Tuesday, March 24, 2009
Being Behind is a Good Thing (Part III)?
Using King Yao’s data, here is how the home team if you look at their first half scores:
half homeScore homeWins n
1 -7 0.413 1103
1 -6 0.419 1265
1 -5 0.455 1478
1 -4 0.463 1518
1 -3 0.515 1618
1 -2 0.539 1844
1 -1 0.575 1865
1 0 0.607 1918 <--
1 1 0.600 1996 <--
1 2 0.629 1923
1 3 0.646 1908
1 4 0.690 1756
1 5 0.704 1680
1 6 0.739 1542
1 7 0.754 1440
We see the discontinuity when the home team is up by 1 or tied at the half.

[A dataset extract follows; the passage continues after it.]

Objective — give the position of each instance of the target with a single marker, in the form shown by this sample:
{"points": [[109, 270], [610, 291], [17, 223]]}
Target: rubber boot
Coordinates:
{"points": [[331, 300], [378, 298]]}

Now, let’s look at how the home team does if you ONLY look at the second half scores. That is, assume that the game starts at the 3rd quarter. Here then is how the home team does, based on their score in the second half of the game, and how often they won:
half homeScore homeWins n
2 -7 0.451 1164
2 -6 0.445 1329 <--
2 -5 0.486 1431 <--
2 -4 0.486 1513
2 -3 0.522 1680
2 -2 0.552 1795
2 -1 0.558 1884
2 0 0.597 1946
2 1 0.614 1963
2 2 0.654 2001
2 3 0.657 1886
2 4 0.687 1665
2 5 0.725 1703
2 6 0.728 1627
2 7 0.770 1331
We have discontinuities at different points, but also alot of close calls too. For example, if they win the second half by 5 or 6 points, their chances of winning the game is virtually identical. Same for scoring 2 or 3 more points in the second half.

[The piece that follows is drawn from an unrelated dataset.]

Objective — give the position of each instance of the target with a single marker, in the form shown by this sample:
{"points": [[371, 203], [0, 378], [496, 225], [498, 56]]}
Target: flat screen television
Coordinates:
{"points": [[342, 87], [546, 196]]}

Remember, we didn’t look to see how well they did in the first half. There’s no reason that scoring 5 or 6 points in the second half should be biased based on the first half score, should it?

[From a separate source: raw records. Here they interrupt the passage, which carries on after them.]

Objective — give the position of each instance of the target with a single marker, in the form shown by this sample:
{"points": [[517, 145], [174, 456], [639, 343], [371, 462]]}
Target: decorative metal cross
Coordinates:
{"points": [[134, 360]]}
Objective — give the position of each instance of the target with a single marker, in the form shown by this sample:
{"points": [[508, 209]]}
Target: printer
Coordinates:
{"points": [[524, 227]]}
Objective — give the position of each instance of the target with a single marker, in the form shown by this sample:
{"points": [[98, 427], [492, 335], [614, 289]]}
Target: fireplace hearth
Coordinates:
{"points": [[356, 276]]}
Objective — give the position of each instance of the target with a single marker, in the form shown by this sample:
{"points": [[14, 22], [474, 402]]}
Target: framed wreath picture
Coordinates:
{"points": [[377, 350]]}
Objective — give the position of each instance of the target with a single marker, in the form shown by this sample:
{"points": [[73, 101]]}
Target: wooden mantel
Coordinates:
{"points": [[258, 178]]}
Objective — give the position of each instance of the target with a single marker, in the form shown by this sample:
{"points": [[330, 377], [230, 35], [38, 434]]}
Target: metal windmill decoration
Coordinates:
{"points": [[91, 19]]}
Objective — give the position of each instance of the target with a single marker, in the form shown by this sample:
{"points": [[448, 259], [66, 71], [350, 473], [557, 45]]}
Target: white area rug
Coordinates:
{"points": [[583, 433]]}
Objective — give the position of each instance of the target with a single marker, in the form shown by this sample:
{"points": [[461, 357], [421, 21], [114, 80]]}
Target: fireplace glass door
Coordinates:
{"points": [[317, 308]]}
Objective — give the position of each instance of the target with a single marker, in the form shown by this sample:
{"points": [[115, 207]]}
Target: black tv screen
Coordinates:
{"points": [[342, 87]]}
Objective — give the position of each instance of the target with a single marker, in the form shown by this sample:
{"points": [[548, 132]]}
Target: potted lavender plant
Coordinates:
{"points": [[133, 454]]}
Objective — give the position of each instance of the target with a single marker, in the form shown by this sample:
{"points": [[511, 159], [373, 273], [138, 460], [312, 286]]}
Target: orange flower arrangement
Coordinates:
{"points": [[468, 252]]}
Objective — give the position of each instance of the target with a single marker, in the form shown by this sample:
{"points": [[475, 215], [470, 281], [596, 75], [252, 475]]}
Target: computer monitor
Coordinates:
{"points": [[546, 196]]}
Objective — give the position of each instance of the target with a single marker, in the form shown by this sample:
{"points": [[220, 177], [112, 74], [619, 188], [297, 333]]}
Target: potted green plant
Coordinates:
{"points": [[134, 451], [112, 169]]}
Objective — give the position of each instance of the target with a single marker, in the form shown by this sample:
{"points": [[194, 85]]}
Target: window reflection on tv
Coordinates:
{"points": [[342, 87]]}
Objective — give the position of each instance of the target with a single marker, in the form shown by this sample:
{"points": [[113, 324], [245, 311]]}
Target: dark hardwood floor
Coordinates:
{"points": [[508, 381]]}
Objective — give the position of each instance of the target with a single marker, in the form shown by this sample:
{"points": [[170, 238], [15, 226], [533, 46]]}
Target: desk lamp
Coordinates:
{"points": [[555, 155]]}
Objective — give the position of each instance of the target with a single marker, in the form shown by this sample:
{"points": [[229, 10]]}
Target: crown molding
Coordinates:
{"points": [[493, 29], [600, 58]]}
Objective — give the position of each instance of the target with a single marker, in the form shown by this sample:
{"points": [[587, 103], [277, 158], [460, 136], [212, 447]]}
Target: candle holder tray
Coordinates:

I’ll repeat the first half chart, this time adding a straight line regression, and the difference between the empirical and the regression line:
1 -7 0.413 0.407 0.006
1 -6 0.419 0.432 -0.013
1 -5 0.455 0.457 -0.002
1 -4 0.463 0.482 -0.019
1 -3 0.515 0.508 0.007
1 -2 0.539 0.533 0.006
1 -1 0.575 0.558 0.017
1 0 0.607 0.583 0.024
1 1 0.600 0.608 -0.008
1 2 0.629 0.634 -0.005
1 3 0.646 0.659 -0.013
1 4 0.690 0.684 0.006
1 5 0.704 0.709 -0.005
1 6 0.739 0.734 0.005
1 7 0.754 0.760 -0.006
The standard deviation of the differences is .012.
Now, here it is for the second half scores:
2 -7 0.451 0.431 0.020
2 -6 0.445 0.454 -0.009
2 -5 0.486 0.478 0.008
2 -4 0.486 0.501 -0.015
2 -3 0.522 0.525 -0.003
2 -2 0.552 0.548 0.004
2 -1 0.558 0.572 -0.014
2 0 0.597 0.596 0.001
2 1 0.614 0.619 -0.005
2 2 0.654 0.643 0.011
2 3 0.657 0.666 -0.009
2 4 0.687 0.690 -0.003
2 5 0.725 0.713 0.012
2 6 0.728 0.737 -0.009
2 7 0.770 0.760 0.010
The standard deviation of the differences is .011.
It looks to me that the deviations are noise, and not related to anything beyond that. Certainly, there’s nothing really distinguishing between the 1st half or 2nd half.